# I



## escorial (Aug 1, 2013)

I hitchhike from galaxies
I travel forward and back in time
I’m here now, gone soon enough
After you read this, I will be gone
Into the future, into the past

I’ve seen all your gods
your gods have seen me
I’ve seen you, you have not seen me
stood by your side, watched you die
saw you born , am I your soul.


----------



## Robin Murarka (Aug 1, 2013)

*


----------



## escorial (Aug 1, 2013)

cheers man


----------



## jack2 (Aug 1, 2013)

Hi there;
I like your meditative journey.  I read your poem not so much as time travel but the migration of a soul through time and endless space, then to return to grave and cradle here on earth.  Great concept. I appreciate your write.  Jack


----------



## DJCue (Aug 1, 2013)

Love the theme, the souls timelessness...it's journey. The only thing I would point out is your use of "seen". While seen and saw are both past tense, "seen" really needs a helper verb like "have seen", otherwise "saw" is a better choice as it can be used by itself with no helper.
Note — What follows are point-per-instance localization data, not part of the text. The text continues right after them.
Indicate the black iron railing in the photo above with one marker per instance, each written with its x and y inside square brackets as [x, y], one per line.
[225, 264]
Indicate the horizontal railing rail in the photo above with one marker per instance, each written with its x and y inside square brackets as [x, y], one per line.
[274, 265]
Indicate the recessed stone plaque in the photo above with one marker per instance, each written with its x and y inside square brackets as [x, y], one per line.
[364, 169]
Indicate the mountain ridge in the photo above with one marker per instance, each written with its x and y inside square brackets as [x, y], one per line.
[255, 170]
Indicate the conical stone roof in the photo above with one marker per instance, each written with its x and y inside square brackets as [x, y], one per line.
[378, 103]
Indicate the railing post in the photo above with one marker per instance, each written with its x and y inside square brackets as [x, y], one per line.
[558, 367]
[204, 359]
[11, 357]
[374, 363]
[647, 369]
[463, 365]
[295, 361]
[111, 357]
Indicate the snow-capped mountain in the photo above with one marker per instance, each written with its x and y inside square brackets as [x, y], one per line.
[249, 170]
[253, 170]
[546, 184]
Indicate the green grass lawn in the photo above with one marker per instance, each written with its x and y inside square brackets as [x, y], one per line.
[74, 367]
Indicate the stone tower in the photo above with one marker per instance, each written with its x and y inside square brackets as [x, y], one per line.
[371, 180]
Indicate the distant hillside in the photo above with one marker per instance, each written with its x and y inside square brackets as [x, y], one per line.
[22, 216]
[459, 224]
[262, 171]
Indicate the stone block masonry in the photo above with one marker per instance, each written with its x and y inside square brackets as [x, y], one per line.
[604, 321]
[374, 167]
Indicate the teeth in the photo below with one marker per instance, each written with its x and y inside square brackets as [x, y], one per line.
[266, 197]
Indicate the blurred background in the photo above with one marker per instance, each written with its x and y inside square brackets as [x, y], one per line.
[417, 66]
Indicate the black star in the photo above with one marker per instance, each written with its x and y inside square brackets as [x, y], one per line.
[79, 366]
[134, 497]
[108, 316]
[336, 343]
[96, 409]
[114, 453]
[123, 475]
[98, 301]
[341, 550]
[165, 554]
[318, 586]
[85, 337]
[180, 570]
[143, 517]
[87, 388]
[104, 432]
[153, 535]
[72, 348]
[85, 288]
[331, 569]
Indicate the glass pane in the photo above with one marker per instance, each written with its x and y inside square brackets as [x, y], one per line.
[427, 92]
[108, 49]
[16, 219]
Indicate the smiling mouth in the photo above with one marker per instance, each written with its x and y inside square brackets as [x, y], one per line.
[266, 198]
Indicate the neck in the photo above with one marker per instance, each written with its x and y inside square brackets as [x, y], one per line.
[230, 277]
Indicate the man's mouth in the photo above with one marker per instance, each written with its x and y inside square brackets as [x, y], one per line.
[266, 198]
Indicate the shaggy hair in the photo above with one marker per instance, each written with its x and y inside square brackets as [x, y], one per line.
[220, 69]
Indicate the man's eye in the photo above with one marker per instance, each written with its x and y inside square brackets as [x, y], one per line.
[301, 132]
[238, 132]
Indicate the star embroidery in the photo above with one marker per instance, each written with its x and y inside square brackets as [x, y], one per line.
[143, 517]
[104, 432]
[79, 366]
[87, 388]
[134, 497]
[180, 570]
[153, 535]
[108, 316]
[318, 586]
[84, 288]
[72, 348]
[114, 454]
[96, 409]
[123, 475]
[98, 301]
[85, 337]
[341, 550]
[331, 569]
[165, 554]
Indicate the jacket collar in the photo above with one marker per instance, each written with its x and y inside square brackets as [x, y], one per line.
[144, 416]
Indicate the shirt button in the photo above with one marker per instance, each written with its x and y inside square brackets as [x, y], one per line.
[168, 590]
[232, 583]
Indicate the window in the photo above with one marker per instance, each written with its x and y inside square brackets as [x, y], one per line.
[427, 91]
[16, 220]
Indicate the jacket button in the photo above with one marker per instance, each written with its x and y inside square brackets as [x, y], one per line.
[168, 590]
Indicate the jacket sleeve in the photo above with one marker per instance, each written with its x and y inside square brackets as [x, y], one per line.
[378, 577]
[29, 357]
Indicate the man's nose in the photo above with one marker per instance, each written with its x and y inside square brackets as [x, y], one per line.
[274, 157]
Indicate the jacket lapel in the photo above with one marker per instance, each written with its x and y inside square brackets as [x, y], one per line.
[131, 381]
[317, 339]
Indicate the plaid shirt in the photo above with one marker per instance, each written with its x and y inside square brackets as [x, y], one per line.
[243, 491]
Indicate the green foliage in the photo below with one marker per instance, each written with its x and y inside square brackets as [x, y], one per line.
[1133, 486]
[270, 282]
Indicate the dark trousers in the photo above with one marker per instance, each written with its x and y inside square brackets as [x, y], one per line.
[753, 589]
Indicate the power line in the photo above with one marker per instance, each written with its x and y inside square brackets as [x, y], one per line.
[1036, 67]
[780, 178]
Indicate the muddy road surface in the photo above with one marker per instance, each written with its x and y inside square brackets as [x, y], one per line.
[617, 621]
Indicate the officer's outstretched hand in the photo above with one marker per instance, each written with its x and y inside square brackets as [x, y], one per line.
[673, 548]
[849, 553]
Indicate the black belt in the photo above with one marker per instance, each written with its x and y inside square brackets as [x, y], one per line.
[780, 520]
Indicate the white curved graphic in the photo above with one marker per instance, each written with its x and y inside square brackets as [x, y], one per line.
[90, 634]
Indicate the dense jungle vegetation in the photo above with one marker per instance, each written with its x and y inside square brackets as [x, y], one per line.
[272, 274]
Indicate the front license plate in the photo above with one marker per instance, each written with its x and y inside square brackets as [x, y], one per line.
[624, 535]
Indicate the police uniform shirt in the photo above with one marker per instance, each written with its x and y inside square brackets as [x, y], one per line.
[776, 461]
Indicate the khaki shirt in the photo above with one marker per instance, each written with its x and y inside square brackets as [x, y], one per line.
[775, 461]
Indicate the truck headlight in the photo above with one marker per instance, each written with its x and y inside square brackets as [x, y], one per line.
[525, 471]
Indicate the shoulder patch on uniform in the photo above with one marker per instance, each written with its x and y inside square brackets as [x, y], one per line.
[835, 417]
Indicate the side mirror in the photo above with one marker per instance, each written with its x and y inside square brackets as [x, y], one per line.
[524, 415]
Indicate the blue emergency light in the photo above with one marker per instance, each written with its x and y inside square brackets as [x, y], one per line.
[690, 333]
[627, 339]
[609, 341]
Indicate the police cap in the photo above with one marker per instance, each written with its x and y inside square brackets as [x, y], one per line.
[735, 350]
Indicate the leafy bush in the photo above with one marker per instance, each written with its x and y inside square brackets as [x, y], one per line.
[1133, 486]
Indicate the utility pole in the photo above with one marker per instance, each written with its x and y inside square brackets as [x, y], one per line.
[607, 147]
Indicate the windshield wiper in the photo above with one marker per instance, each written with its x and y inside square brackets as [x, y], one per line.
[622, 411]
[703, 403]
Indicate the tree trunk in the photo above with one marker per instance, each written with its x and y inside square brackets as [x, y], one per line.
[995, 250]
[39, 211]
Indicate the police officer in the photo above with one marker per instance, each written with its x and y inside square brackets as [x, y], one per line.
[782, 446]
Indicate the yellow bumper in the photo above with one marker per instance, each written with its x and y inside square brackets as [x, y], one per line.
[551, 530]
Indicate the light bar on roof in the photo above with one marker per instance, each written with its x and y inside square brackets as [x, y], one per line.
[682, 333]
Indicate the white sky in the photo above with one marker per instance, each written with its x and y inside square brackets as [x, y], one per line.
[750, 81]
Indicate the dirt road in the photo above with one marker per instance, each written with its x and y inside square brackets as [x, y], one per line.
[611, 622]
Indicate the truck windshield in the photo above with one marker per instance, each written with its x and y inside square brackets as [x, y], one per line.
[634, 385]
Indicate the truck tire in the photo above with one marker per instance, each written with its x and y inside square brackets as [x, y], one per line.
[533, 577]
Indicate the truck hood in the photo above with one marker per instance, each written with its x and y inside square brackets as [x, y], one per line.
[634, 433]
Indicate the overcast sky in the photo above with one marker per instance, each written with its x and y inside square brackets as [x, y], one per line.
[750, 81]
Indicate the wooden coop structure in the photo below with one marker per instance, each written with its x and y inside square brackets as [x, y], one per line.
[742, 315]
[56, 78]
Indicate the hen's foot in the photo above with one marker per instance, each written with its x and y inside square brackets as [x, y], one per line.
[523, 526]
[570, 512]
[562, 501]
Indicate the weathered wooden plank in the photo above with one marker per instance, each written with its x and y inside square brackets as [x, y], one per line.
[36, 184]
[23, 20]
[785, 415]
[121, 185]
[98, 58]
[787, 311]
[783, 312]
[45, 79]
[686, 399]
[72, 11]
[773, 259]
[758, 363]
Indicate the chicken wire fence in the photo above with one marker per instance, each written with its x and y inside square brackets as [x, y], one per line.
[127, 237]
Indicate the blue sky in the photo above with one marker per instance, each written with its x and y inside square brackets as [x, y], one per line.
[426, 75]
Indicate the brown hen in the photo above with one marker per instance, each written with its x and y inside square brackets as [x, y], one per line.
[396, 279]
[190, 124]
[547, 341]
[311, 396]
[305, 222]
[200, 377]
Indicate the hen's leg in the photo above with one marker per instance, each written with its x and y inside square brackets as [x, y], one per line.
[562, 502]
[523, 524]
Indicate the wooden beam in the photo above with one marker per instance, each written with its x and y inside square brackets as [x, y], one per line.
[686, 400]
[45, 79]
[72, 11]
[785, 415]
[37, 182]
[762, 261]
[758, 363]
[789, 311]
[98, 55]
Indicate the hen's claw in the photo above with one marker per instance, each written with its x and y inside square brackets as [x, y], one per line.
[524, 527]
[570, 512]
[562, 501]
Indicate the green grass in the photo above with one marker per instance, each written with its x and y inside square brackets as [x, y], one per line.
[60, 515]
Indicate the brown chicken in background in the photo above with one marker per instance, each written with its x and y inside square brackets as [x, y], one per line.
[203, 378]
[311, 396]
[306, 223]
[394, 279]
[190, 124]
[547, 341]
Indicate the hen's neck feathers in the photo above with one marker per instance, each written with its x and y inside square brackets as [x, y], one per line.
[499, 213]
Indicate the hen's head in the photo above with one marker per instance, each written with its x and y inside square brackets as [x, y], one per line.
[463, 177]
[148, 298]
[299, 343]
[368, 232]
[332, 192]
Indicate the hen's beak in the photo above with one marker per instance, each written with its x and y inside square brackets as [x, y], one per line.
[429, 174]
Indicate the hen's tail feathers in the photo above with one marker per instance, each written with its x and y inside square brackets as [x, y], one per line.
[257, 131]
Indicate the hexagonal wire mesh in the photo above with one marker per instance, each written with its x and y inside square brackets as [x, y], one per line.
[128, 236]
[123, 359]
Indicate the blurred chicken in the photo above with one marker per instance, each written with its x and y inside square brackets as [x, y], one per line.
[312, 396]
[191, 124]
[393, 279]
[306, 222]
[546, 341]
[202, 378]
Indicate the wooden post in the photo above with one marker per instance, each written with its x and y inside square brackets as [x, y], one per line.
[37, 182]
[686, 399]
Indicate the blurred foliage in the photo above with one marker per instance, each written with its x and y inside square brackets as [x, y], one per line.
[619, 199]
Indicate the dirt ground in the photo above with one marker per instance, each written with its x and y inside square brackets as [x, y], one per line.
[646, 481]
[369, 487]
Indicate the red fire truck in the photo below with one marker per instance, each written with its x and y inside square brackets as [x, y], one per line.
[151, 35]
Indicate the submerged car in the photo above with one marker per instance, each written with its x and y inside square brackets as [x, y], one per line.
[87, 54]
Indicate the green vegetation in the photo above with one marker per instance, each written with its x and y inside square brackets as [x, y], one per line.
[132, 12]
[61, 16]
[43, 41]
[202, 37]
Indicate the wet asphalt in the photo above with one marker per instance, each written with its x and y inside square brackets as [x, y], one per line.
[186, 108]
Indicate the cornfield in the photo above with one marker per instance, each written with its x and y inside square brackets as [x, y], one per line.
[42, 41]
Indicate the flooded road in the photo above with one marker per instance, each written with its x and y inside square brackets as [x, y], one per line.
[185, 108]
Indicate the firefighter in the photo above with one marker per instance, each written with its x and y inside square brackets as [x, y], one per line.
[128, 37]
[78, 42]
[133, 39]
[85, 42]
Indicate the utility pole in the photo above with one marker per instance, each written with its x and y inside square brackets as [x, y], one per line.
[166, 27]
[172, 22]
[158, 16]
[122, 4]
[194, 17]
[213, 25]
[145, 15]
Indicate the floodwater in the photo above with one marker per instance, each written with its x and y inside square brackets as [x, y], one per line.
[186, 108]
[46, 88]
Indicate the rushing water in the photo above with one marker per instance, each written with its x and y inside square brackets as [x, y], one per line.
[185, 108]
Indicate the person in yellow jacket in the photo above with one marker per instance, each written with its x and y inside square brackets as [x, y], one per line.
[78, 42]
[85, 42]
Just a thought but perhaps "saw" would be a better fit?


----------



## Vitaly Ana (Aug 1, 2013)

I like the directness in this piece but think the piece could be enhanced if you bring in another subject. 

Overall - nice, Esc


----------



## escorial (Aug 2, 2013)

Thanx J2..VA


----------



## Pennywise (Aug 2, 2013)

i liked it


----------



## escorial (Aug 2, 2013)

Ta pennywise


----------



## escorial (Aug 4, 2013)

ta DJ


----------



## Pandora (Aug 6, 2013)

I love that escorial, deep simplicity ...  *I *


----------



## escorial (Aug 6, 2013)

thanx pandora


----------



## starchild (Aug 7, 2013)

This was nice to read.


----------



## escorial (Aug 7, 2013)

ta starchild


----------